Da ich mich strikt weigere, meine geliebte Muttersprache im Gender-Sumpf zu versenken, verwende ich für die Begriffe „der/die/das Führende(r)“ bzw. „der/die/das Folgende(r)“ die Ausdrücke „Mann“ und „Frau“ – gleichgültig, ob es sich bei der/dem Betreffenden bio- oder soziologisch um eine männliche, weibliche oder irgendwo dazwischen angesiedelte Existenz handelt!

 

In der bewussten Tango-Facebookgruppe, aus der man nicht zitieren darf, tauchte in den letzten Tagen eine interessante Erkundigung auf:

„Ich habe eine Frage zu Setzen der Füße der Folgenden. Wie seht ihr es? Soll die Folgende verspätet die Füße setzen oder genau im Tempo des Führenden?“

Wenn der Deutsche sich bemüßigt sieht, emotionale Tätigkeiten rational zu beschreiben, verspricht das meist eine satirische Fallhöhe – so auch in diesem Fall.

Was ich bereits an der Frage lustig finde: Dass die Frau die Füße eher setzt als der Mann, wird von vornherein ausgeschlossen.

Der Philosoph ist gut beraten, sich zunächst der körperlichen Besitzverhältnisse und der statischen Grundlagen zu versichern:

„Das ist nicht nur eine technische Frage, sondern eine philosophische! Technisch gesehen gehören die Beine dir und du solltest dich so bewegen dass du nicht stürtzt sondern immer balanciert bist!“

In der Liebe wie beim Tango ist das Zählen anzuraten:

„Ich kann z.B. jeden zweiten Takt nehmen“ (Gut, dann fehlt halt die Hälfte!)

„Die oder Der Folgende sollte so geführt werden, dass das Bein auf 1 und 3 gestreckt wird und auf 2 und 4 belastet wird, alles klar?“

„Eher andersrum.

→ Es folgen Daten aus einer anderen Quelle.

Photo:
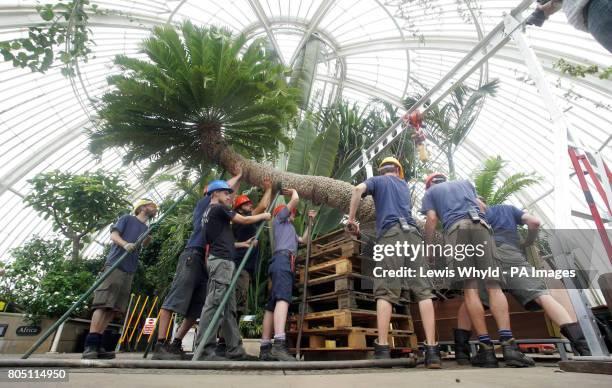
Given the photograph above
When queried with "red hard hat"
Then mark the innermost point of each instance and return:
(241, 200)
(281, 207)
(431, 177)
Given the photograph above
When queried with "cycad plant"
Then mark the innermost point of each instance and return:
(487, 181)
(207, 97)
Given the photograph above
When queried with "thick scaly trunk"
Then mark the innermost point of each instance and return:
(318, 189)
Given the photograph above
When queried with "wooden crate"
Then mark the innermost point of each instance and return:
(351, 338)
(346, 318)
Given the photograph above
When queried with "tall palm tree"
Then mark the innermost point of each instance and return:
(208, 97)
(486, 180)
(450, 123)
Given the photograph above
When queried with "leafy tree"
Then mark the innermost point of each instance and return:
(487, 181)
(78, 204)
(449, 123)
(64, 34)
(42, 282)
(207, 97)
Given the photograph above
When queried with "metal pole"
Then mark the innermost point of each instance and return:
(208, 332)
(127, 314)
(102, 277)
(57, 338)
(304, 291)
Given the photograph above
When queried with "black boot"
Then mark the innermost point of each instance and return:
(280, 351)
(433, 360)
(381, 352)
(485, 357)
(513, 356)
(462, 346)
(165, 351)
(103, 354)
(265, 353)
(574, 334)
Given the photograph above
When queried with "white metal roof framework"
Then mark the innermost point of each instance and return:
(372, 48)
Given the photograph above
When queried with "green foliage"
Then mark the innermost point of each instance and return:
(46, 41)
(192, 90)
(486, 180)
(42, 282)
(78, 204)
(448, 124)
(576, 70)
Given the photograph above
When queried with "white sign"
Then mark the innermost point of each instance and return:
(149, 326)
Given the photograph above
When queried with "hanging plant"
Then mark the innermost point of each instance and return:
(64, 35)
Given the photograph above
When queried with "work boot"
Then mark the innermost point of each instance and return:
(381, 352)
(265, 353)
(462, 346)
(165, 351)
(280, 351)
(221, 349)
(485, 357)
(90, 352)
(433, 360)
(574, 334)
(103, 354)
(513, 356)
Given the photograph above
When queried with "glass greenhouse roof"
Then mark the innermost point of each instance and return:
(373, 48)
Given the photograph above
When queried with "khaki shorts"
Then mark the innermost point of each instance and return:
(401, 289)
(242, 292)
(114, 292)
(466, 232)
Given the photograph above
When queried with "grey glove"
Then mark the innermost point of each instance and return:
(130, 247)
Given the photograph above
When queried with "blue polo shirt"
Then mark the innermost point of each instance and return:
(391, 200)
(504, 219)
(197, 240)
(451, 201)
(129, 228)
(285, 237)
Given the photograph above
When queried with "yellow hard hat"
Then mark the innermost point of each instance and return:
(392, 160)
(142, 202)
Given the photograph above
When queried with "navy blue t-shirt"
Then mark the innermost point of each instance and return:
(451, 201)
(391, 200)
(197, 240)
(243, 233)
(218, 231)
(504, 220)
(129, 228)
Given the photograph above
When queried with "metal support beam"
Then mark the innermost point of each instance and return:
(261, 15)
(477, 56)
(562, 252)
(314, 23)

Vieles funktioniert sonst gar nicht. Sacadas z.b. Ist aber generell gut, man weiss ja doch nicht so ganz genau, wo die folgende ihren fuss hinsetzt. Und wenn du dir videos in zeitlupe anschaust : das ist der Trick.“

„Wenn man nicht weiß, wo die Folgende ihre Füße hinsetzt, liegt das entweder an mangelnden Tanzkenntnissen der/des Führenden, der/des Folgenden oder beiden. Ich bitte um Verzeihung, wenn das harsch klingt, aber es ist so.“

Letzterer Beitrag darf bei einer technisch geprägten Diskussion hierzulande nicht fehlen: das Kompetenz-Argument!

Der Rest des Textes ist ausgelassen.